AVOID: Oxygen Potentially Problematic for Normoxic Patients with STEMI

AVOID: Oxygen Potentially Problematic for Normoxic Patients with STEMI

November 4, 2019 3 By William Morgan


(dramatic music) – I’m Karl Kern from the
University of Arizona, and I’ve been asked to interview and comment on the AVOID
trial, a very interesting, provocative trial about
the use of oxygen in acute myocardial infarction. Dion Stub, the principal
investigator is with me. Dion, welcome. We’re glad that you had
time to come down from Canada to the warm weather of Chicago. – Thanks, Dr. Kern, pleasure to be here. – Why don’t you just begin by telling us the background of this study,
and what it’s all about. – As you know, I think,
for many years, it’s been international practice
that we commonly give, almost as a first response,
oxygen to patients we suspect that myocardial
infarction or acute coronary syndrome. Our first aiders do it,
paramedics do it, nursing staff in the cath lab, it’s
almost this ubiquitous carry-over response, I
suppose, to treatment from over 50 years ago, that
really hasn’t been put under the scrutiny of modern day
randomized controlled trials.

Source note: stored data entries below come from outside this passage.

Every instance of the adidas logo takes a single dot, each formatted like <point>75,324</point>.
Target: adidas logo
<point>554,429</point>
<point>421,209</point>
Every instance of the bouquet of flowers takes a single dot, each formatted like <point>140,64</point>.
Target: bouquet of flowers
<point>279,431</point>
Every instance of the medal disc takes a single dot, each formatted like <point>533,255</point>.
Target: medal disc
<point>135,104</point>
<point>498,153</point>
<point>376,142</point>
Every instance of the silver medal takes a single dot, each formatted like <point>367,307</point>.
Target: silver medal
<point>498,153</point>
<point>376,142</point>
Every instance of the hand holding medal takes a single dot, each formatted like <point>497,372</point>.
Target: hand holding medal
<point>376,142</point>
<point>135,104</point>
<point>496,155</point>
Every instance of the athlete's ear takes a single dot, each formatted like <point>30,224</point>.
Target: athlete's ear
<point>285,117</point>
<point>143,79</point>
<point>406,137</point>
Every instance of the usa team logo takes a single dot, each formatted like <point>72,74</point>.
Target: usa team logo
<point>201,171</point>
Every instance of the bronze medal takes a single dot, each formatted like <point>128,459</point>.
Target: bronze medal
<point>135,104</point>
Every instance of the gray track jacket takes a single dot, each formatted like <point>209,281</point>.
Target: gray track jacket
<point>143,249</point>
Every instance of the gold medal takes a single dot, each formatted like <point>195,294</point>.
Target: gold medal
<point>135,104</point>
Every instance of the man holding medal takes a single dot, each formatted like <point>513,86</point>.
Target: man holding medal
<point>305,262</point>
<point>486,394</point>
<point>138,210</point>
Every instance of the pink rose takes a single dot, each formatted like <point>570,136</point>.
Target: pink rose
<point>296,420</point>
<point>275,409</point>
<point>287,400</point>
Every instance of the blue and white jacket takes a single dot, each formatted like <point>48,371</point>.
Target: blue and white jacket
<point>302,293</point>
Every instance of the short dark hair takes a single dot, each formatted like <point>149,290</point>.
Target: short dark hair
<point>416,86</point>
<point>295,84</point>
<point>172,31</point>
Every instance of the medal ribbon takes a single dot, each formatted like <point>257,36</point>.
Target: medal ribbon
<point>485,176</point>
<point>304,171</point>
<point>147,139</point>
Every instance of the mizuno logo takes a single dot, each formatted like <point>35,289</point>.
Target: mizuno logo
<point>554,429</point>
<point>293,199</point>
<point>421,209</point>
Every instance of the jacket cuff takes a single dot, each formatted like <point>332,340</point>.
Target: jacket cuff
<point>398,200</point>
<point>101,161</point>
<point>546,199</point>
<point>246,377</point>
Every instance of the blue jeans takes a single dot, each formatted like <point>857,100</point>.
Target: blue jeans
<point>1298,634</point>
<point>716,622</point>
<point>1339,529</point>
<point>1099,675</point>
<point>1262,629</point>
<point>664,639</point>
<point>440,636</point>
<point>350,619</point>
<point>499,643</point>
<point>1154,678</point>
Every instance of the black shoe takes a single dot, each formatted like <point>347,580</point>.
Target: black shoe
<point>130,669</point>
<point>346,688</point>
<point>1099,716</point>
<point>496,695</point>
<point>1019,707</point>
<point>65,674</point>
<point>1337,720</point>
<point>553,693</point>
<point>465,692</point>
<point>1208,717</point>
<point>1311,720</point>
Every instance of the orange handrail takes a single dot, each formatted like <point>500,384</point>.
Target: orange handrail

And, maybe more concerningly
is that there’s increasingly physiological evidence that,
if we do give oxygen to patients who are normoxic, we can quickly render them hyperoxic, or give them significantly
high levels of oxygen, and this, in turn, can lead to increasing coronary vascular
resistance, reduction in coronary blood flow,
production of free radicals, microcirculation impairment, and that all may contribute
to rate profusion injury. So, there’s, I suppose,
growing concern that maybe this common practice is
not the best thing for patients with AMI. And, that was really the
hypothesis that the AVOID trial tried to answer. Does the common practice of
giving oxygen to patients without hypoxia cause
increased myocardial injury in patients with STEMI. – So this was an
investigator-initiated project, as I understand it. – Yeah, so the trial was
coordinated by Ambulance Victoria and their research division
in Melbourne, Australia, and, really, in collaboration with nine of the big tertiary STEMI
centers in Melbourne. And, with support from
not-for-profit organizations, but, yeah, it was very much a pragmatic
investigator-initiated trial to try and answer this
very common, fundamental first aid practice. – Well, give us kind of
the nitty-gritty of how you did it, and what you found. – Patients could only be
randomized by Victorian-trained paramedics, and they
included all patients who described the STEMI symptoms
for less than 12 hours, had a pre-hospital 12-lead
ECG that was suggestive of ST elevation MI, and importantly, were not hypoxic on a pulse oximeter, and that was defined for
this study as an oxygen saturation greater than or equal to 94%. They had a preserved conscious state, and at that point, the
ambulance paramedics would open randomization opaque envelopes, and that would instruct
them either to not give any oxygen, or to give oxygen at 8 liters per minute via a mask. And, that oxygen therapy
continued through to the emergency department, the cath lab, and then when the patient
was stable on the ward. – And what’d you find? – So, the co-primary
end point of the study was myocardial infarc size
on the routine biomarkers of CK and troponin I, and we found a significant 25%
increase in creatinine kinase released, both, that
was mean peak as well as area under the curve, and that
was with a P value of .01. And, that was in the oxygen
group, so it looked like increased myocardial
injury in those that were given oxygen. And the troponin result
was not as significant. There was no significant difference, though the curves look
very similar to CK with this non-significant 20% trend, but the confidence
intervals were too large. – And the total number involved? – So, we randomized 638
patients pre-hospital on that, because of the pre-hospital
non-confirmed STEMIs. That ended up being 441
patients with STEMI. And we then went on and
offered all the patients cardiac MRIs at six months as a measure of final infarc size. And 139 patients ended
up having a cardiac MRI, and that was interesting,
again, you see more a trend to increased
myocardial injury with patients that were given
oxygen, with, again, this 30% increase in light
gadolinium enhancement. – And, my understanding was that was a significant difference, also. – Yes. – So, that’s actually
probably the bottom line, is that, by infarc sizing,
it looks like oxygen therapy for the normoxic
acute MI patients may not be necessary and perhaps even harmful. – Yeah, it’s a relatively small trial. I think it’s important that it was done in a pre-hospital and in-hospital settings. It would be nice for
it to be confirmed With hard clinical end points
with a larger study that, you know, our Swedish colleagues are actually undertaking at the moment. But, yeah, as a clinician,
I’d have concerns about giving high-flow oxygen
to patients with normal oxygen saturations. – Do you think MONA’s finally dead? – It’s possible. – Yes. Thanks very much, we’ve
enjoyed being here at scientific sessions in Chicago.